9:55PM. With beer and words in my head, but a lack of energy from day. A day which has been, with any high level of critical impulse, flawless. I mean, today was and still is proving to be perfect. My lecture tonight, energized and multiform. But now, I’m winding down, much I don’t want to. With night’s cap, a Lagunitas, and one of the small windows just by the stairway open, all the cool evening air (and it is surprisingly cool on the other side of that door) in. Don’t feel the usual wind strokes that I mention in morning writings, but I’m eased.
Not expecting tomorrow to have quite the awesome roar of today, but I do want to mimic certain facets and qualities— Goddamn train keeps honking its fucking horn. Better not wake my babies. I sip the Sumpin’ to calm me. Where am I going with my writing tonight? What do I want to say? Wanted to write a 500-word piece about running and what it does for me, how it’s the ‘IT’ that Sal and Dean sought but never truly reached, and how running acquires for me certain settings and emboldenments that writing doesn’t. Running confirms I’m alive and going somewhere, feeling something in a way writing can’t. Don’t mistake— writing is my master passion, above all (except family). Running gives me something to write about, something to write from, much the reason I opened this beer. Celebrate this perfect day, my 13.1 miles. Started with the decision to run a half-marathon. Which I did. And in admirable, or at least respectable, time. Feel myself getting tired, but I won’t let myself stop. But I keep going for what? I don’t know… enjoy a freewrite. Why not? I write like I run and run like I write. Tirelessly.

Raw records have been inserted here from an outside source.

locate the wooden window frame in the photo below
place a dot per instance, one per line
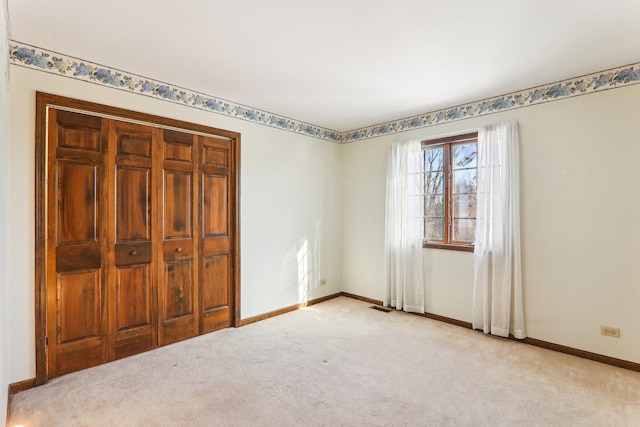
(448, 143)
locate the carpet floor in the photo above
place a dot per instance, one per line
(339, 363)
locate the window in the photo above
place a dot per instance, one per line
(450, 186)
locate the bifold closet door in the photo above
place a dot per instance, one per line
(132, 281)
(177, 284)
(77, 239)
(216, 172)
(139, 238)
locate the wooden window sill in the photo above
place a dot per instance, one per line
(451, 247)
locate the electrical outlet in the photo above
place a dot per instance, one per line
(609, 331)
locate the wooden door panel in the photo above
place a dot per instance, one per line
(216, 192)
(178, 152)
(179, 288)
(80, 339)
(215, 280)
(77, 317)
(79, 306)
(216, 156)
(138, 242)
(178, 299)
(77, 202)
(133, 295)
(136, 145)
(177, 205)
(78, 131)
(215, 205)
(133, 204)
(133, 301)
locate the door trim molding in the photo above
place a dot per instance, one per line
(44, 101)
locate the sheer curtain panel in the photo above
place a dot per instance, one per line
(404, 277)
(497, 293)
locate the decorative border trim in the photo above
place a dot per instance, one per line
(596, 82)
(44, 60)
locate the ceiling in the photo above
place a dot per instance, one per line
(340, 64)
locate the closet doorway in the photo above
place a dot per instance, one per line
(137, 233)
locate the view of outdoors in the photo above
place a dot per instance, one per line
(463, 192)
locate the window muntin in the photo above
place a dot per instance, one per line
(450, 178)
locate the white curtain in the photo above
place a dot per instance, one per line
(497, 293)
(404, 278)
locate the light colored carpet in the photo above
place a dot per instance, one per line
(339, 363)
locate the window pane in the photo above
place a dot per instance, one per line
(415, 204)
(464, 206)
(433, 159)
(464, 230)
(465, 181)
(465, 155)
(434, 183)
(433, 228)
(415, 183)
(434, 206)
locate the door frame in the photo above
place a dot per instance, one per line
(44, 101)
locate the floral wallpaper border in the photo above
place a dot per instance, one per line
(37, 58)
(56, 63)
(596, 82)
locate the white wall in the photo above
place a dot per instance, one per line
(580, 165)
(290, 200)
(4, 187)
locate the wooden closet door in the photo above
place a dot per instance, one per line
(217, 190)
(177, 296)
(77, 253)
(133, 290)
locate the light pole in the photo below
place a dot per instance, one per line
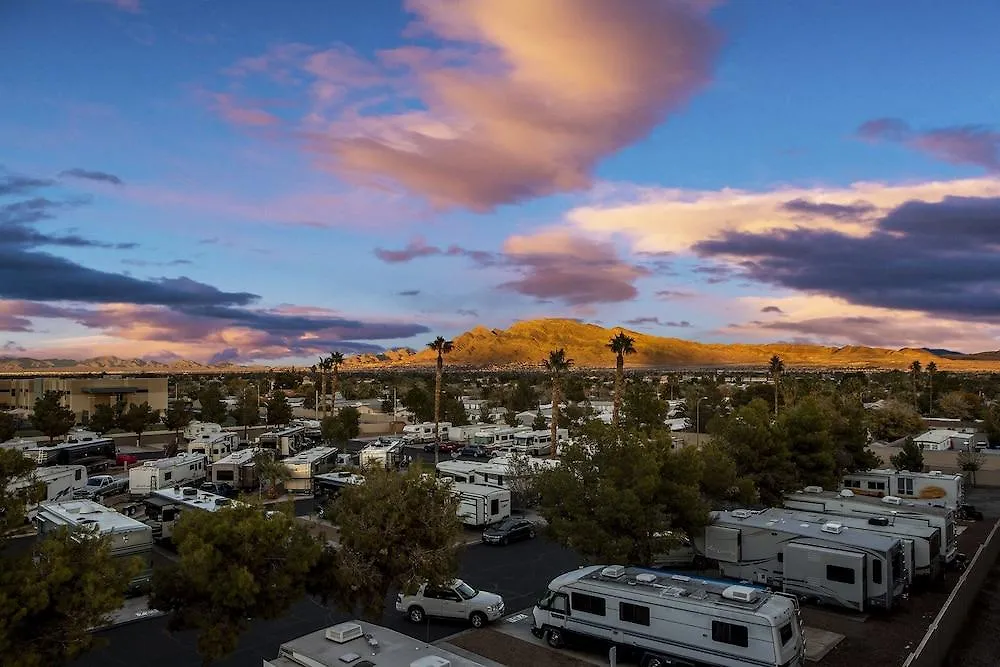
(697, 418)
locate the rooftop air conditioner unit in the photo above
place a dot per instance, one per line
(344, 632)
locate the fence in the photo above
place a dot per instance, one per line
(933, 648)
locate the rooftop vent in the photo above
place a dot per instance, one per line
(741, 593)
(343, 632)
(613, 572)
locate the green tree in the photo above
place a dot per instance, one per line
(51, 417)
(234, 565)
(278, 409)
(910, 457)
(396, 532)
(441, 347)
(622, 346)
(138, 418)
(557, 364)
(757, 445)
(618, 494)
(52, 598)
(213, 410)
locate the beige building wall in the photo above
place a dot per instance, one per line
(83, 395)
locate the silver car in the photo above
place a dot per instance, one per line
(458, 600)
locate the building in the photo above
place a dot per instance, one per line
(83, 394)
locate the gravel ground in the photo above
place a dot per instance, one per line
(888, 639)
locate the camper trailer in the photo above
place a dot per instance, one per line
(128, 538)
(306, 465)
(929, 488)
(216, 446)
(480, 505)
(823, 561)
(670, 619)
(845, 503)
(165, 473)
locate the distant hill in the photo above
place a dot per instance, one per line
(526, 343)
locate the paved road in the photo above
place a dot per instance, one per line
(519, 572)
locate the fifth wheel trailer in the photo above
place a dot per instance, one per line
(850, 568)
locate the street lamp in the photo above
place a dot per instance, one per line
(697, 418)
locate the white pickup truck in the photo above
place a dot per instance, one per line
(102, 486)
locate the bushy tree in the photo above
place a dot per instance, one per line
(51, 417)
(396, 532)
(235, 564)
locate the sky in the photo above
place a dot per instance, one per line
(264, 181)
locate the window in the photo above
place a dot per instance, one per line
(588, 604)
(841, 575)
(730, 633)
(633, 613)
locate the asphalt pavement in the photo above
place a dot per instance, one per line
(519, 572)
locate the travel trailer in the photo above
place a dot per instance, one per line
(238, 470)
(129, 538)
(670, 619)
(286, 442)
(845, 503)
(306, 465)
(480, 505)
(165, 473)
(824, 561)
(215, 446)
(929, 488)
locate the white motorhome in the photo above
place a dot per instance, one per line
(845, 503)
(166, 473)
(238, 469)
(480, 505)
(306, 465)
(60, 483)
(216, 446)
(128, 538)
(929, 488)
(850, 568)
(196, 428)
(670, 619)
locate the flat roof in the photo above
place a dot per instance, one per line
(394, 650)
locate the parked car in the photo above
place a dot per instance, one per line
(509, 530)
(457, 600)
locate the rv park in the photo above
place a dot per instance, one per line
(883, 567)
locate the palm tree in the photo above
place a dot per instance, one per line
(556, 365)
(775, 369)
(335, 359)
(442, 347)
(621, 345)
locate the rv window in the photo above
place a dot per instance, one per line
(633, 613)
(841, 575)
(588, 604)
(729, 633)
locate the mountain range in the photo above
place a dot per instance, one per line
(526, 343)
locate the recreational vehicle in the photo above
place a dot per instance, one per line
(286, 442)
(670, 619)
(239, 469)
(824, 561)
(928, 488)
(480, 505)
(845, 503)
(305, 465)
(128, 538)
(216, 446)
(165, 473)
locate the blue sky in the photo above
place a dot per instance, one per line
(240, 181)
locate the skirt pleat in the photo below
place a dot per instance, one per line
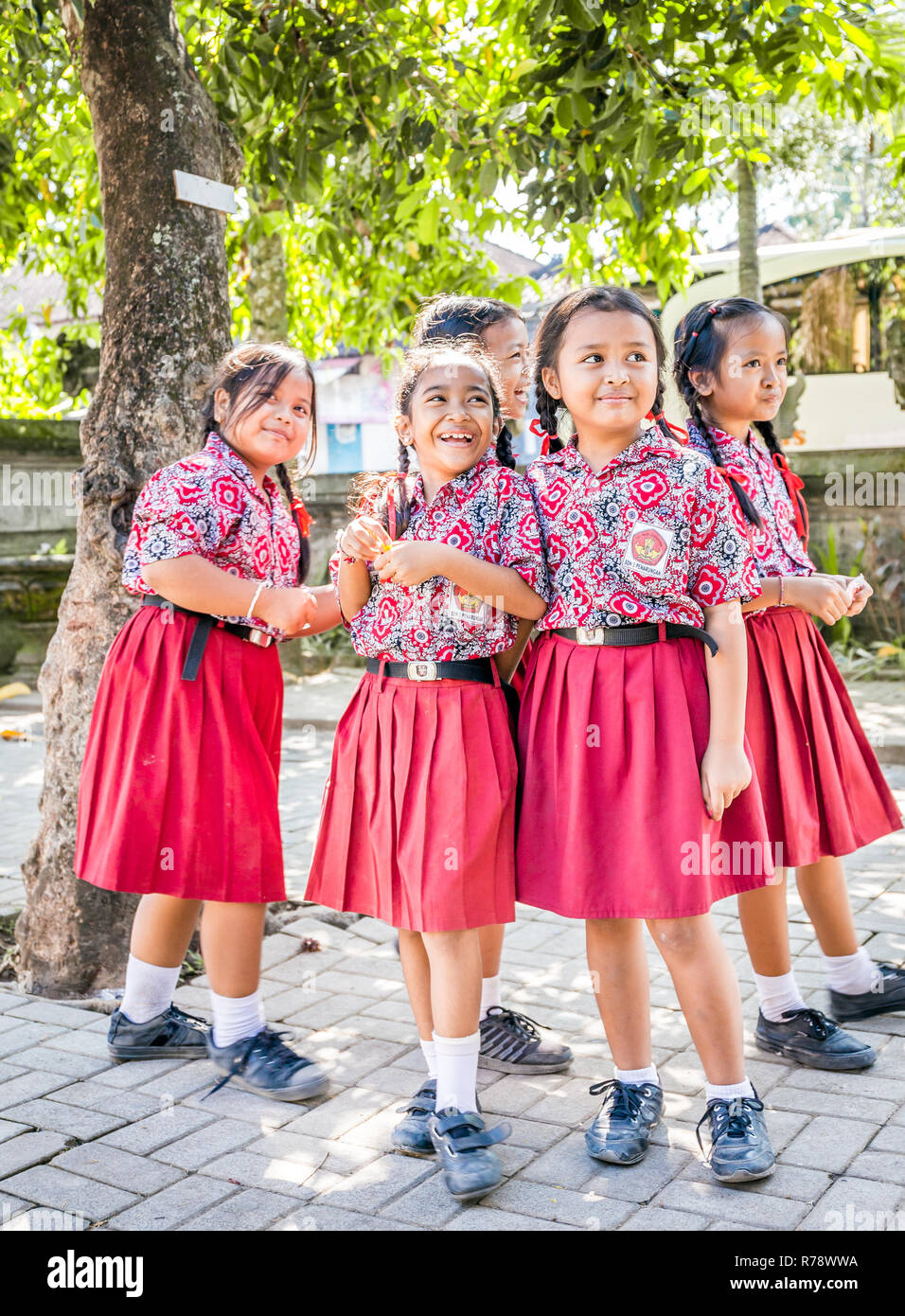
(417, 819)
(612, 822)
(179, 782)
(823, 787)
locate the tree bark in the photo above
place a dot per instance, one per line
(749, 266)
(165, 323)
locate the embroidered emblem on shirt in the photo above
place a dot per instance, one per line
(648, 549)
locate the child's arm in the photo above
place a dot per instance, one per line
(412, 562)
(508, 660)
(195, 583)
(361, 541)
(725, 770)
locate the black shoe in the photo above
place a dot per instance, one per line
(169, 1036)
(812, 1039)
(888, 995)
(739, 1144)
(267, 1067)
(510, 1042)
(622, 1127)
(412, 1136)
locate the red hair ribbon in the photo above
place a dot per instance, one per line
(303, 519)
(537, 428)
(793, 485)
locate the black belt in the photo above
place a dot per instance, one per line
(200, 634)
(475, 668)
(625, 637)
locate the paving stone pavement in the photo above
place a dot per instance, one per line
(88, 1144)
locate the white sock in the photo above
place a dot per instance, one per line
(236, 1018)
(149, 989)
(456, 1072)
(728, 1092)
(851, 974)
(646, 1076)
(489, 994)
(429, 1052)
(776, 994)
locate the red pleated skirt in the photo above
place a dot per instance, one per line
(612, 819)
(417, 820)
(179, 782)
(823, 787)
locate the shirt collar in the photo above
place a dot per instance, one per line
(230, 458)
(648, 444)
(459, 485)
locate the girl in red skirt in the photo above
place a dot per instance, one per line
(417, 824)
(179, 783)
(823, 787)
(509, 1040)
(631, 731)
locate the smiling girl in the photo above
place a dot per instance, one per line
(631, 732)
(179, 783)
(417, 824)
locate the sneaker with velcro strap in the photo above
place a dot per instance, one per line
(269, 1067)
(809, 1038)
(172, 1035)
(510, 1042)
(411, 1134)
(628, 1115)
(739, 1147)
(465, 1147)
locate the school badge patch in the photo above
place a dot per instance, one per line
(648, 550)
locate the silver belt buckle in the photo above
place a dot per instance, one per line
(590, 634)
(421, 670)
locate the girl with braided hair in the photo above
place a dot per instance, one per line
(179, 786)
(631, 729)
(509, 1040)
(417, 823)
(823, 787)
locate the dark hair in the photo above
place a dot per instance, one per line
(452, 317)
(243, 374)
(700, 344)
(372, 493)
(550, 336)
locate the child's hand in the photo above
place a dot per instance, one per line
(860, 593)
(725, 773)
(411, 562)
(821, 595)
(290, 611)
(364, 539)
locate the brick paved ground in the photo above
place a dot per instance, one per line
(138, 1147)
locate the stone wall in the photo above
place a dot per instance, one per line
(857, 496)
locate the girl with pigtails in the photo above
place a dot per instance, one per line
(631, 731)
(417, 823)
(823, 787)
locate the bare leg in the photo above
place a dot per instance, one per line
(162, 930)
(490, 940)
(766, 925)
(708, 992)
(621, 984)
(230, 945)
(455, 975)
(416, 968)
(825, 897)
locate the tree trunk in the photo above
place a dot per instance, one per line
(267, 289)
(166, 321)
(749, 267)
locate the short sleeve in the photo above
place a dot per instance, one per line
(721, 566)
(520, 537)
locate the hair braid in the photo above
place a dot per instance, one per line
(504, 449)
(304, 541)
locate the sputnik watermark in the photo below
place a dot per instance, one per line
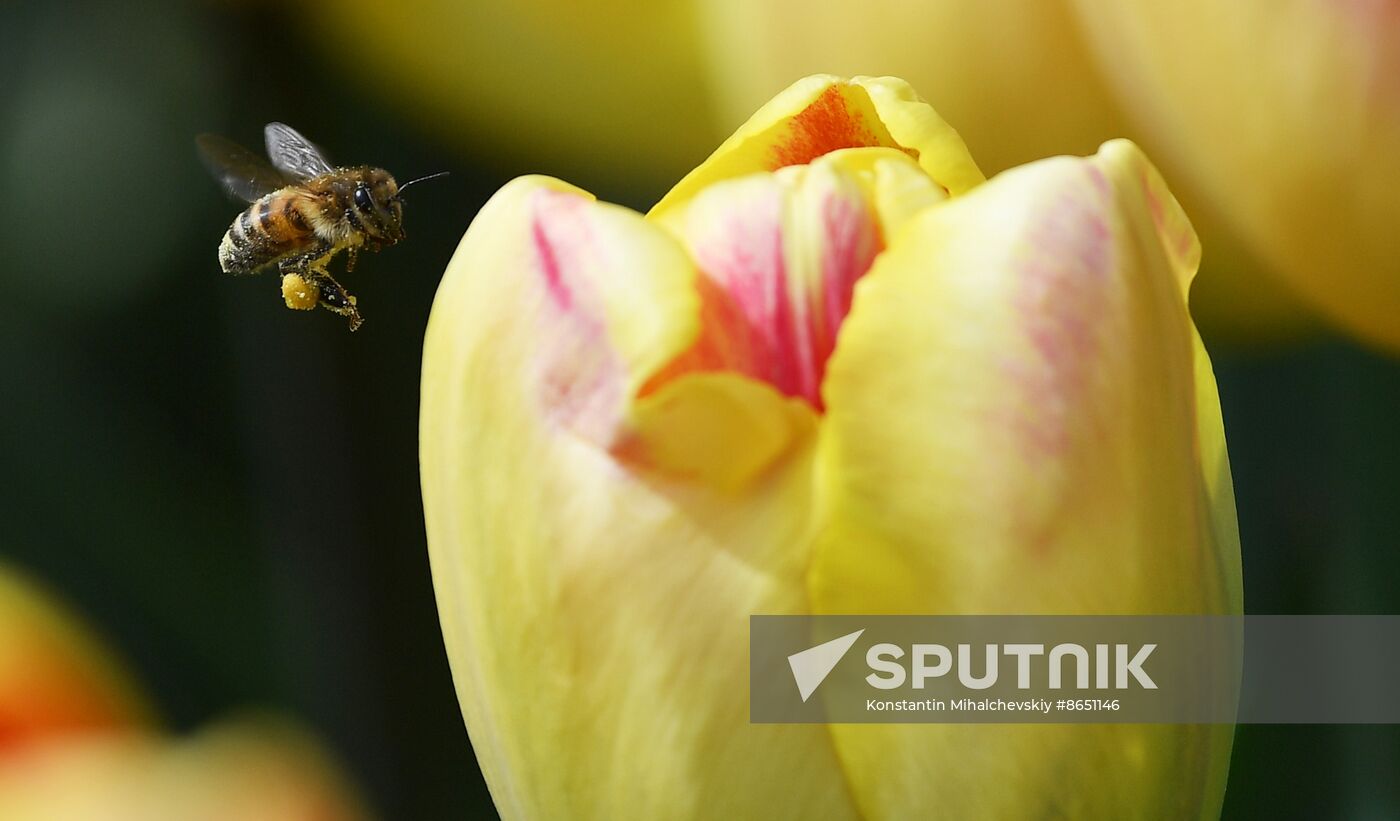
(1185, 670)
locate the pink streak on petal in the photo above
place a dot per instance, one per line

All these receipts on my desk. Been slacking on my bookkeeping. I’m fine with money, for the moment, but I need to be better about tracking spending, monitoring trends, sequestering funds. Especially if I’m to run and operate a business, and eventually invest in real estate, right? So what have I spent today… $11.70 at lunch, which was a turkey & cheddar sandwich, chips (which I didn’t eat and left in Alice’s car which she and little Kerouac ate), and a sparkling water. Then on campus, I think $4.10, for a Coke, sparkling water, and trail mix. Oh shit.. then there was the bottle of Tempranillo from Imagery, which was what out the door, $24-something? Not that much, but more than I would have liked. Need another sip…
Have to go through the videos I shot at Imagery. Forgot how enrapturing and urging that winery is, especially for writers like me that don’t really want to taste but more just saunter about the picnic tables, reside at one for a couple hours, write, leave, imagine owning a winery, everyday being one to write, sip, nap, wake again to sip, walk the rows, and again.